Cue laughter, because, oh, dear, I am not made of win at the moment. I have spent the last few days fighting off an utterly black mood - why should I get out of bed? why? no, really, why? - mostly successfully, by being very busy. Friday night was Queer Cabaret, and it was marvellous. The bar was filled with beautiful people of every gender, and there were pink wigs and glitter and luridly-coloured cocktails.

(Also, it was four degrees below zero and this is what I had chosen the coldest night of the winter so far to go out in:

huh )

Yes. But freezing to death aside, it was a wonderful evening. There were two "professional" queer acts, neither of which I liked particularly, but I actually went for Girlesque, and they were worth every penny.
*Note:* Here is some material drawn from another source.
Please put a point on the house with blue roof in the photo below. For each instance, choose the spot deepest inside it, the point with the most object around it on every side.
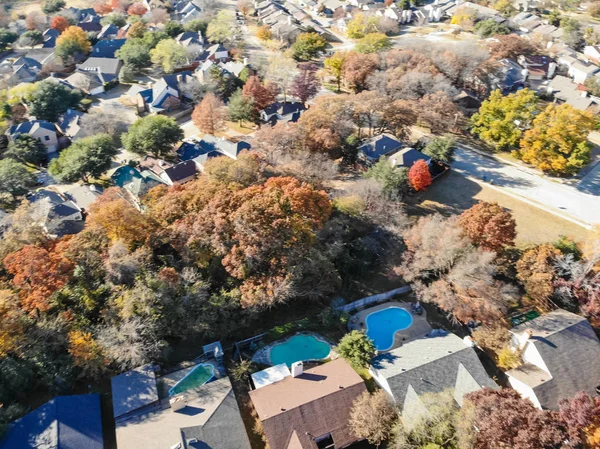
(65, 422)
They sang and danced and were gloriously louche and genderqueer and talented and beautiful. [livejournal.com profile] sebastienne's beyond-lovely version of Cole Porter's "You're The Top", redone with a distinctly sadomasochistic flavour, was probably my favourite part. And this is entirely apart from the fact that I was immortalised in the line: "... you're the harsh slave-owner / you're Laura to my Iona..."
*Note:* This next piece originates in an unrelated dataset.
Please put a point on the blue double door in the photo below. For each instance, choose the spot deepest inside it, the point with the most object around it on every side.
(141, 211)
Every new person I met for the rest of the evening said, "Oh, you're the girl in the song!" I love it really.

On Saturday morning, at eight in the morning, [livejournal.com profile] chiasmata appeared with a lot of coffee and informed me we were going to Leeds. And we did, indeed, go all the way up the M1 to Leeds and visit [livejournal.com profile] biascut and [livejournal.com profile] glitzfrau, who are delightful and were very good to us. We didn't do very much beyond eat, giggle, read the Saturday Guardian and watch Mean Girls, and it was a lovely relaxing couple of days. It was nice to be back in the north, however briefly. I might've been tempted to actually go home as well - Leeds is, I believe, east of Formby Point and not too far a drive - but my parents are away. They're in Bangalore doing interesting and exciting things and undoubtedly getting into trouble of some description. They're with my favourite uncle, all three of them are skiving off any lectures they ought to be giving in Delhi, and last time this was the case, I was flying home out of Delhi. I'd said my goodbyes outside, got through security control and just settled in to wait for my flight when my mum and uncle appeared looking very cheerful. You're not allowed to be in here, I complained.

Sure we are, they said. We're government officials of India.

"Since when?" I yelled.

"Since," my mum said, holding up some expertly forged dated paperwork, "er, since this morning?"

...I digress. But they're having fun without me and have probably got into lots of trouble by now.

We came back to Oxford late this afternoon and made it home without any hassle, despite traffic accidents on the motorway and a general aura of sleepiness. The weather was almost ludicrously beautiful all the way down, with a glorious, sticky-Neapolitan confection of a sunset - pink and yellow stripes! - and I was thinking, in that half-witted very sleepy sort of way, that a lot of my thought processes lately have been framed in metaphors of travel and movement and distance. I noticed the landscape changing from rolling Oxfordshire fields to the more industrial north; I noticed the curving lines of streetlights looking strange and starry against the sky; I noticed changing signposts and people's accents and all the things that are different when you go anywhere. Which is all not very profound, but it makes me think that the next six months of my life, after June and Finals, will not be spent here. Not here, not in one place. I want to travel - I want to keep on moving and keep noticing and keep writing - and this will be the first time I've ever been free to just start moving and not stop. And part of it is undoubtedly a straightforward response to urgh, Finals, but it's true: it's time for something different.

OULES is going well. At some point this week, we are going to acquire the Sack of Troy from eBay. I meant to come home, but stayed and drank peppermint tea and did nothing but stare at the ceiling and love my friends and now I'm going to try and sleep.